- Education: University of Oxford (PhD, 1975)
- Known for: Research on quantum dots, polaritons, and photonic structures in semiconductor nanostructures
- Awards: Fellow of the Royal Society
- Scientific career
- Fields: Condensed matter physics Semiconductor physics Nanostructures
- Workplaces: University of Sheffield Royal Signals and Radar Establishment, Malvern Max Planck Institute, Grenoble

= Maurice Skolnick =

British physicist and condensed matter researcher

Maurice Sidney Skolnick is a British physicist and Emeritus Professor of Experimental Condensed Matter Physics at the University of Sheffield. His research concerns the optoelectronic properties of semiconductor materials and nanostructures, including quantum dots, semiconductor microcavities and photonic crystals.

He was elected a Fellow of the Royal Society in 2009 and a foreign member of the Russian Academy of Sciences in 2011.

==Education==

In 1972, Skolnick obtained a BSc with first-class honours at the University of Oxford. In 1975, he completed a PhD. His doctoral thesis, supervised by R. A. Stradling, was titled Infrared Studies of Semiconductors.

==Career==

Skolnick spent two years as a postdoctoral researcher at the Max Planck Institute for Solid State Research. In 1978, he moved to the Royal Signals and Radar Establishment (RSRE) in Malvern, where he worked for thirteen years. In 1984, he was also a visiting scientist at Bell Laboratories.

In January 1991, Skolnick was appointed Professor of Condensed Matter Physics at the University of Sheffield, a position he held until his retirement. He became Emeritus Professor in September 2025. At Sheffield, he headed the university's semiconductor physics research group. He has also served as Research Director, and previously as deputy and co-director, of the EPSRC National Centre for III–V Technologies at Sheffield, later renamed the National Epitaxy Facility.

Skolnick was chair of the Semiconductor Commission and a vice-president of the International Union of Pure and Applied Physics from 2002 to 2005. He held an EPSRC Senior Research Fellowship from 2001 to 2006 and received a five-year European Research Council Advanced Investigator Grant in 2012.

==Research==

Skolnick used cyclotron resonance techniques to study the band structure of III–V semiconductors, including the valence band of gallium arsenide. In the late 1970s, while working at the Max Planck Institute with D. Bimberg, he contributed to experimental studies of electron–hole liquids in compound semiconductors.

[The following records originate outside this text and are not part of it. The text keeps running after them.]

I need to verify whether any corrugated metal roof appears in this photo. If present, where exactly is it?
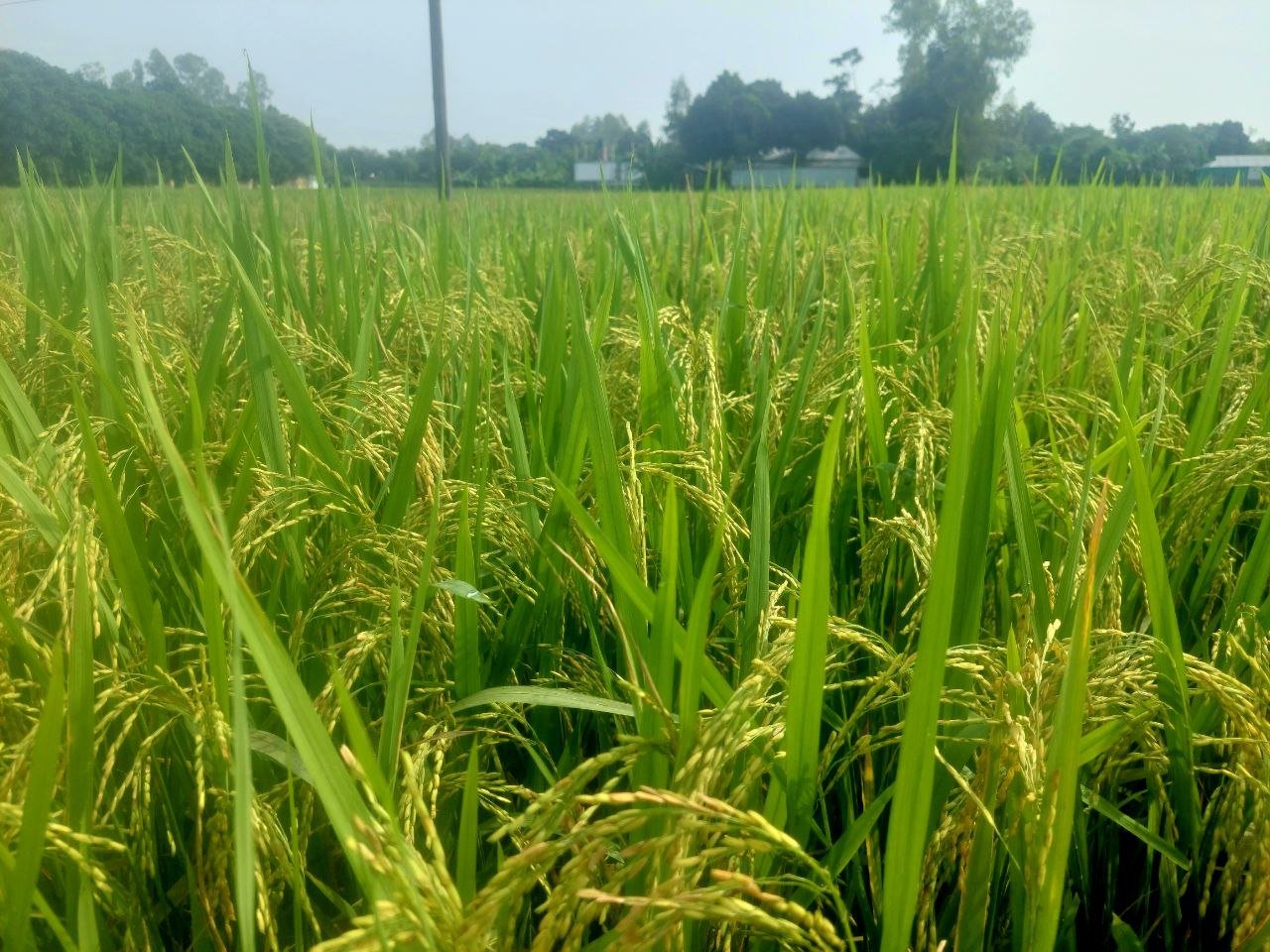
[1204,155,1270,169]
[807,146,860,163]
[738,146,863,165]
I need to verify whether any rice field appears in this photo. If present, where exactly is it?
[0,151,1270,952]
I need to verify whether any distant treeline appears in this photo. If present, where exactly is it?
[0,0,1270,187]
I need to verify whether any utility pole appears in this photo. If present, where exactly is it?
[428,0,449,199]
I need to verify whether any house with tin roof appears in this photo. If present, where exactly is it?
[1195,155,1270,185]
[729,146,863,187]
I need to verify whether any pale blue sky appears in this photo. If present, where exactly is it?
[0,0,1270,147]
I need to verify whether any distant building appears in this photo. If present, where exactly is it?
[572,159,644,186]
[1197,155,1270,185]
[730,146,863,187]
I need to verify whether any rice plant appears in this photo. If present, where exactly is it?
[0,137,1270,952]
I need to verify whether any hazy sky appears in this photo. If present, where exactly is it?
[0,0,1270,149]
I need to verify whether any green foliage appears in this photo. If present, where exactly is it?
[0,141,1270,952]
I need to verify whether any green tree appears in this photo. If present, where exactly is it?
[874,0,1033,178]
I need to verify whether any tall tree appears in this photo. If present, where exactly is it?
[877,0,1033,178]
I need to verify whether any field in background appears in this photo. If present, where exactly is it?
[0,171,1270,952]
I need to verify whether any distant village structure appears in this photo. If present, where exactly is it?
[1197,155,1270,185]
[572,159,644,187]
[730,146,863,187]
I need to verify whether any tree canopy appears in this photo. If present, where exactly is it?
[0,15,1270,187]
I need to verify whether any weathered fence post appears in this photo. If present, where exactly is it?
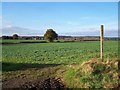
[100,25,104,61]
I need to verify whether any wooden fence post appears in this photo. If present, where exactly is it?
[100,25,104,61]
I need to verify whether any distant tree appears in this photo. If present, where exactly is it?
[44,29,58,42]
[13,34,19,39]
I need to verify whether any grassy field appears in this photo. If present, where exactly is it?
[2,41,118,88]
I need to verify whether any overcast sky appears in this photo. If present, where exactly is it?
[0,2,118,36]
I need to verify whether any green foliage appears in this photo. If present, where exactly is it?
[44,29,58,42]
[2,40,117,69]
[92,63,106,75]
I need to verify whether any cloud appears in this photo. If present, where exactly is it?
[2,26,43,36]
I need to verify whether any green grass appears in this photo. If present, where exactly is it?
[2,41,118,88]
[2,41,118,70]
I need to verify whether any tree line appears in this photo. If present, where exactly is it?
[2,29,58,42]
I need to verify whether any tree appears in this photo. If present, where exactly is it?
[44,29,58,42]
[13,34,19,39]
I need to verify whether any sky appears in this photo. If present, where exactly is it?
[0,2,118,37]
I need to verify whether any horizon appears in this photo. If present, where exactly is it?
[0,2,118,37]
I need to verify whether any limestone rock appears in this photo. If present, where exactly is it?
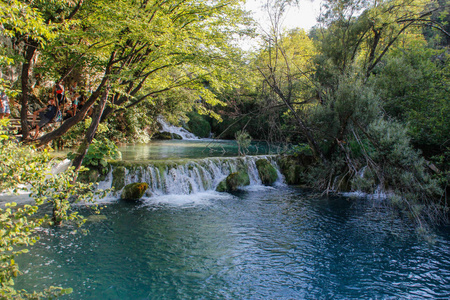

He contributed to work on magnetic-field-induced indirect gaps in semiconductor systems with D. M. Whittaker. He reported an early observation of population inversion in semiconductor quantum wells using resonant-tunnelling techniques with J. W. Cockburn, h.

From 1995 onwards, Skolnick worked extensively on the physics of exciton-polaritons in semiconductor microcavities, including electric-field and temperature tuning of exciton-photon coupling. His Sheffield group, in collaboration with J. J. Baumberg, reported continuous-wave stimulated scattering in semiconductor microcavities in 2000.

His research group also contributed to studies of Bose–Einstein condensation and superfluid behaviour in polariton systems.

He studied quantum-dot energy levels, carrier relaxation mechanisms and the alignment of electron and hole wavefunctions within quantum dots.

He worked on phonon-assisted population inversion of single quantum dots using pulsed laser excitation, a mechanism used to demonstrate on-demand single-photon emission.

His group has also developed quantum-dot-based single-photon sources embedded in photonic-crystal cavities and waveguides, including sources operating at telecommunications wavelengths.

==AegiQ==

In December 2019, Skolnick was one of four co-founders of AegiQ, a quantum photonics spin-out company from the University of Sheffield, alongside Maksym Sich, Scott Dufferwiel and Jon Heffernan. The company develops single-photon sources and photonic quantum-computing hardware based on research originating at the University of Sheffield.

==Awards and honours==

- Mott Medal and Prize of the Institute of Physics (2002), for contributions to the understanding of excitons, defects and interactions in semiconductors.
- Elected Fellow of the Royal Society (2009).
- Foreign Member of the Russian Academy of Sciences (2011).
- Optics and Photonics Prize of the Institute of Physics (2018), for work on coupled light-matter systems and quantum optical circuits based on semiconductor quantum dots.